Under normal temperature palmitic acid content was similar in leaves of control and transgenic plants. It did not change in control cv Mariia plants but increased in cv Obreey at 42°C. It indicates a better adaptability of the latter to short-time heat stress. Under heat increase in unsaturated (C16:0) fatty acid content was the same in control (cv Obreey) and desC leaves. But in cyp11A1 canola leaves it was higher in comparison with control cv Mariia by 12-19% indicating thermotolerance improvement (Murata, Los, 1997). In Arabidopsis thaliana triple mutants fad3-2 fad7-2 fad8 which did not synthesize trienoic fatty acids increase in palmitic acid under heat stress was documented (Routaboul et al., 2012).

Total leaf fatty acid content of cyp 11A1 canola was not influenced by heat stress and was reduced in control plants up 25%. In des C and control cv Obreey leaves total fatty acid content was similar in 22°C and retained unchanged under 42°C.

It is known that the desert plants have reductions in overall unsaturation of leaf lipids at high temperatures (Pearcy, 1978). In our experiments index unsaturation was the same for control and transgenic plants at the normal temperature. It did not change for control Mariia leaves, but slight significantly decreased in cyp 11A1 at heat stress. The index unsaturation decline is one of the distinguishing features of the thermotolerant plants (Iba, 2002). Index unsaturation decreased in both control cv Obreey and des C transgenic plants under 42°С, thus difference in this parameter between these plants in heat was not documented.
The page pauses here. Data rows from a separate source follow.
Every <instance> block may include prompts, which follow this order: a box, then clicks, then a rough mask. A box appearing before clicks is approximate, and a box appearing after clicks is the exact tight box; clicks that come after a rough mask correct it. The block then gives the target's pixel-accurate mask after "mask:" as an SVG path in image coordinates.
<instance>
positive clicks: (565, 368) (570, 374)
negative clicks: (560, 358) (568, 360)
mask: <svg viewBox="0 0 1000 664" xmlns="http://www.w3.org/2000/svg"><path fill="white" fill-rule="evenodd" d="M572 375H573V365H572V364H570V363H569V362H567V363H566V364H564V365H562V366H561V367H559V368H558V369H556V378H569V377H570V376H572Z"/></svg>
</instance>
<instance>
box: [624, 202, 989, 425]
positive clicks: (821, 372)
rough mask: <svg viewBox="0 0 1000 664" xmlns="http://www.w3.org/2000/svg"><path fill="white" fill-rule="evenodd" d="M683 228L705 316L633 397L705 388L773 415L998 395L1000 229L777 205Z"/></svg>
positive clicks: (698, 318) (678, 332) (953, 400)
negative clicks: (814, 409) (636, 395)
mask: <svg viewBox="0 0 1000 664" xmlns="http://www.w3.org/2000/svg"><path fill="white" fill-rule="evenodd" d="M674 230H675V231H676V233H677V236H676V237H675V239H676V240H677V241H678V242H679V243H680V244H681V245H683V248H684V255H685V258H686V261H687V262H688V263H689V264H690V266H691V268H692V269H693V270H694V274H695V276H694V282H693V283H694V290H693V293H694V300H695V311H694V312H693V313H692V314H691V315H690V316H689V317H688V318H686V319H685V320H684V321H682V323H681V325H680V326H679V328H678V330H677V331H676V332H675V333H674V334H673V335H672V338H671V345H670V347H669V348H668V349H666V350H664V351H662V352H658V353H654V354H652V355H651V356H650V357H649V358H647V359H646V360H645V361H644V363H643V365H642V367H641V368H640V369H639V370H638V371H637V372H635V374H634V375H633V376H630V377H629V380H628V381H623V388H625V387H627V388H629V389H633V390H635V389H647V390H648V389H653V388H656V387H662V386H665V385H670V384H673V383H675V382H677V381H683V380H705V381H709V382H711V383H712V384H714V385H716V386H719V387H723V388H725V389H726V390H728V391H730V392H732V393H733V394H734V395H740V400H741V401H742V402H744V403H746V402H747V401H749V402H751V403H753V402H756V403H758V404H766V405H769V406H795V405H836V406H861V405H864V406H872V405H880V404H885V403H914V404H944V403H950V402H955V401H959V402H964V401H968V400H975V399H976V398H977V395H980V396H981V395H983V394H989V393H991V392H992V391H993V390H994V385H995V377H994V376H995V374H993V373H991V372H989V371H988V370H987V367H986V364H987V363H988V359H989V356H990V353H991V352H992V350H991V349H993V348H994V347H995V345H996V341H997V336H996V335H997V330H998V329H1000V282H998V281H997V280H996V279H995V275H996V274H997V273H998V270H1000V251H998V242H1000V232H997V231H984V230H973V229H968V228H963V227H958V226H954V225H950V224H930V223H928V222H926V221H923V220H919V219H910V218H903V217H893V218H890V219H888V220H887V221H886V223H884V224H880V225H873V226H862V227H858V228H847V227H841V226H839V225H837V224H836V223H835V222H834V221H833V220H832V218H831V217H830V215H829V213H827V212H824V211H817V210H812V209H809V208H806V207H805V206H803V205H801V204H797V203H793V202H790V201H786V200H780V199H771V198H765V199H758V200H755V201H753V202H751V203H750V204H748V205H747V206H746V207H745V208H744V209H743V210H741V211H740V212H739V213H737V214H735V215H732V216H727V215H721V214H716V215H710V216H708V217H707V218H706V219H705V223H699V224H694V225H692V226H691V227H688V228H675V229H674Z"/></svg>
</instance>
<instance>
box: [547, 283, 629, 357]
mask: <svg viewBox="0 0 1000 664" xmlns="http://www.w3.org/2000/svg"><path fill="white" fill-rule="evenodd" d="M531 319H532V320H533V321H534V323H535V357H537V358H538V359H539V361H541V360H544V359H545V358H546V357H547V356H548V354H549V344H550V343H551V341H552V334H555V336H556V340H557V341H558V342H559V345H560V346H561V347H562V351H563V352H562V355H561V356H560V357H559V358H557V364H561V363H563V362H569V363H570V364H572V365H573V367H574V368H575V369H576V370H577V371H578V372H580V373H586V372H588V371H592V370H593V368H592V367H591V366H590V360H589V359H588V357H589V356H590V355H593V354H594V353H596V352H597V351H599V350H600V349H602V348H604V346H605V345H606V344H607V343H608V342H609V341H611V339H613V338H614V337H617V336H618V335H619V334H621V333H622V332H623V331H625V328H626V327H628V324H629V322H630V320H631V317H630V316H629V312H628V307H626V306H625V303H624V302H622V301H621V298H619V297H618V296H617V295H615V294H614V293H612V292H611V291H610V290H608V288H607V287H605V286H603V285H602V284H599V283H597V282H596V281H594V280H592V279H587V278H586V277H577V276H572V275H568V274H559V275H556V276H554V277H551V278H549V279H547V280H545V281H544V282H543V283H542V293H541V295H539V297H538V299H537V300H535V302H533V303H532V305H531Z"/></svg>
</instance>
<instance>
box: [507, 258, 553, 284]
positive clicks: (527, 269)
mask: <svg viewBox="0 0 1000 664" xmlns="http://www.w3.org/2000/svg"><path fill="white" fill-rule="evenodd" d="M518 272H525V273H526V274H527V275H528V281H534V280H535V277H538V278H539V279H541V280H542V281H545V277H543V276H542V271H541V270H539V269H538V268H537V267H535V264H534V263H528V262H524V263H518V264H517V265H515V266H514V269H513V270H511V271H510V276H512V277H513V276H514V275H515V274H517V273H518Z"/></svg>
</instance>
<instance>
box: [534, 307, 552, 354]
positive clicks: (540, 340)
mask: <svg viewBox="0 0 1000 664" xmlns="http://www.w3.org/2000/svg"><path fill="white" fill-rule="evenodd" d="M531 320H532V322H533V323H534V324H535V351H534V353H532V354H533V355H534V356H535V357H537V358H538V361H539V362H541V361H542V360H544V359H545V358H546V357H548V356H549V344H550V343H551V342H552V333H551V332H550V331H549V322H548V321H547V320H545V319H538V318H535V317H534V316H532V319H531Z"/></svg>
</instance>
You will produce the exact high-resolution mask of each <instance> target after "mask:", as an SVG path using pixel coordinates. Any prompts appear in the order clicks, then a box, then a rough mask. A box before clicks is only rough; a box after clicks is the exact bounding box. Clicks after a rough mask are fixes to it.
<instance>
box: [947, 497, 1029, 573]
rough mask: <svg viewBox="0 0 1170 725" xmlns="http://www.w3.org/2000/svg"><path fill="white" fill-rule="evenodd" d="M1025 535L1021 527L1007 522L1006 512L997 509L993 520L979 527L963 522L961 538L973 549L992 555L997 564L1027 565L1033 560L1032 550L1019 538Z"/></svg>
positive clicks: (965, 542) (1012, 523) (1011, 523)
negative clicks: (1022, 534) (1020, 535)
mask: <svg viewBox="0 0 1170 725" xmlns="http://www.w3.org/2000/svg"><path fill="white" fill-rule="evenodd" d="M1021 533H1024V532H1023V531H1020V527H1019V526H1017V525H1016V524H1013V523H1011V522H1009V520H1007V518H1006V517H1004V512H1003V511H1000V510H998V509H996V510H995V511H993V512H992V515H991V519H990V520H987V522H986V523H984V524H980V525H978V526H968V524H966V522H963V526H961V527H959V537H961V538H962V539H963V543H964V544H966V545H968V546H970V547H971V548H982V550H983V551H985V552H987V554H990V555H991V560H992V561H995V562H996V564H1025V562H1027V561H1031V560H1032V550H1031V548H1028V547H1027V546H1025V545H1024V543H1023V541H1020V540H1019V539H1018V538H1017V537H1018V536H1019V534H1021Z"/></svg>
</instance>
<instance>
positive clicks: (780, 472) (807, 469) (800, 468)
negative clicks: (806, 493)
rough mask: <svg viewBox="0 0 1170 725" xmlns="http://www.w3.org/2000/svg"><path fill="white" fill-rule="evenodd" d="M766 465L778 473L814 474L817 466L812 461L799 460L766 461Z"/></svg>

Some characteristics of cyp 11A1 canola plants such as decrease of 16:3 content and index unsaturation, increase in total fatty acid and palmitic acid content under short-time heat stress allow us to consider these lines more thermotolerant than untransformed control. Heterologous des C gene expression did not influence fatty acid composition and did not give advantages for plant under heat.

CONCLUSIONS

Study of fatty acid composition of canola leaf lipids made it possible to reveal differences between initial and transgenic plants under short time heat test. Decrease in palmitlinolenic acid content and index unsaturation as well as increase in total fatty acid and palmitic acid content were identified in cyp11A1 canola in comparison with wild-type plants in stressfull conditions. But control and desC plants demonstrated similar changes in saturated (16:0), trienoic (16:3 and 18:3) fatty acid quantity, total fatty acid content and index unsaturation. Heterologous desC gene expression did not give advantages for plant under heat. Integration of cyp11A1 gene in canola led to thermotolerance improvement on membrane level.

ACKNOWLEDGMENTS

Experiments were partially supported by National Academy of Sciences of Ukraine grant №0110U006062.